Astuce : si l'image flat-field n'est pas disponible (c'est le cas ici), on se contente de créer un aplat parfait si on veut exploiter les fonctions de pré-traitement automatique de Iris (menu Traitement). Ces fonctions demandes en effet obligatoirement une image flat-field en entrée. Pour cela, charger une image qui à le format voulu, par exemple
LOAD OFFSET, puis la remplir avec une valeur unique élevée : FILL 25000, et enfin sauvegarder le résultat : SAVE FLAT. Vous venez de créer un flat field artificiel absolument uniforme. Il ne corrigera bien sur pas l'image (différence de sensibilité inter-pixel, vignettage optique, ...), mais il permet de faire du traitement automatisé. A l'extrême limite, appliquer aux images finales une commande comme SUBSKY qui ajuste un polynôme sur le ciel, mais c'est un pis-aller en cas de non uniformité du fond de ciel flagrante. Bien ce rappeler rien de remplace un bon flat-field obtenu dans les règles !

Noter que Michel n'a acquis que trois offset et trois dark. C'est mieux qu'une seule image mais un nombre plus grand est nécessaire pour réduire le bruit dans ces documents de référence ( 9 à 15 est images est mieux). Il faut s'armer de patience pour acquérir ces images de calibration mais le résultat en vaut la peine. A priori les images de référence ne sont à faire qu'une fois, mais il reste à vérifier leur stabilité dans le temps dans le cas du Canon 10D/300D.

3 - On soustrait l'offset des images du ciel :

SUB2  M27-  OFFSET  I 0 14

4 - On soustrait un noir optimisé à chaque images :

OPT2 I  DARK  I  14

Remarque : dans les images analysées le signal d'obscurité évolue clairement entre le début et la fin de la séquence de prise de vue (il augmente de 20% environ). Le capteur n'est bien sur pas régulé en température, ce qui explique le phénomène (variation de la température ambiante, mais aussi et surtout probablement de la température de l'électronique). La correction du signal thermique est efficiente malgré tout si on retire un noir bien optimisée qui minimise au mieux le bruit de l'image, ce que sait faire OPT2.
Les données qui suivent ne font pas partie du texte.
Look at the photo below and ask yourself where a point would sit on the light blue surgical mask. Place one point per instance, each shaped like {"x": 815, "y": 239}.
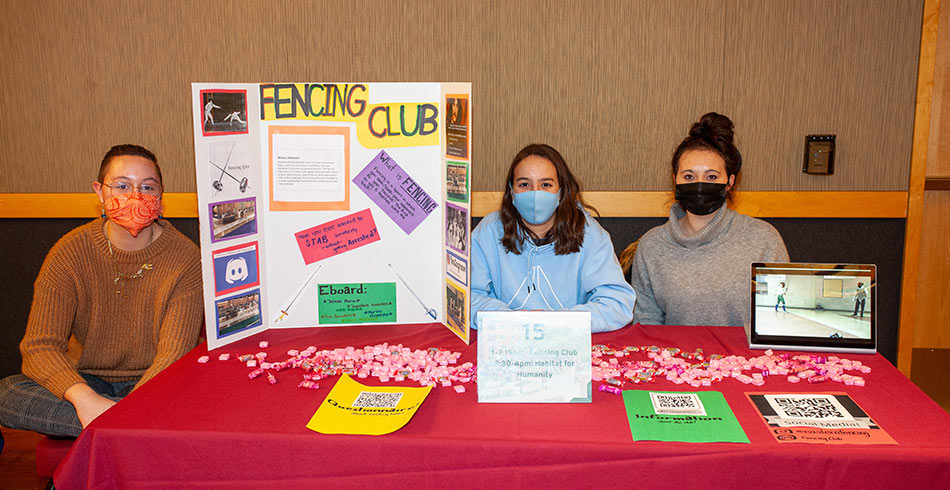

5 - Les images sont converties en plans couleurs ou en la moyenne des trois plans (image noir & blanc). Dans le premier cas on utilise la commande CFA2RGB, par exemple : CFA2RGB  R G  B, produit les images R, G et B sur le disque à partir de l'image CFA en mémoire (l'image couleur s'affiche aussi à l'écran automatiquement - mais elle peut être revue plus tard en rappelant les 3 composantes fondamentales en faisant TR R G B). Pour une conversion en N&B on utilise la commande CFA2BW. Par exemple :

LOAD I1
CFA2BW
SAVE J1
LOAD I2
CFA2BW
SAVE J2
...
...
LOAD I14
CFA2BW
SAVE J14


5 - Les images sont recentrées à partir d'une étoile avec la commande
REGISTER (choisir en l'entourant avec un rectangle à la souris une étoile isolée et pas trop brillante). On fera ici par exemple : REGISTER J J 14 (les images non recentrées sont écrasées par les images recentrées). Les acquisitions ont été faites avec un dispositif d'autoguidage. On note cependant un léger bougé systématique dans le même sens probablement dû à un phénomène de flexion mécanique du télescope (les étoiles ne sont pas parfaitement rondes dans les documents utilisés ici). Paradoxalement ce bougé, s'il se produit entre les poses, est une bonne chose car il permet de moyenner un éventuel bruit spatial résiduel (dû par exemple à une soustraction imparfaite du signal thermique). Donc, oui pour l'autoguidage, mais il faut entre les poses s'arranger pour décaler l'image sur le capteur de quelques pixels. Attention à ce piège sournois de l'autoguidage.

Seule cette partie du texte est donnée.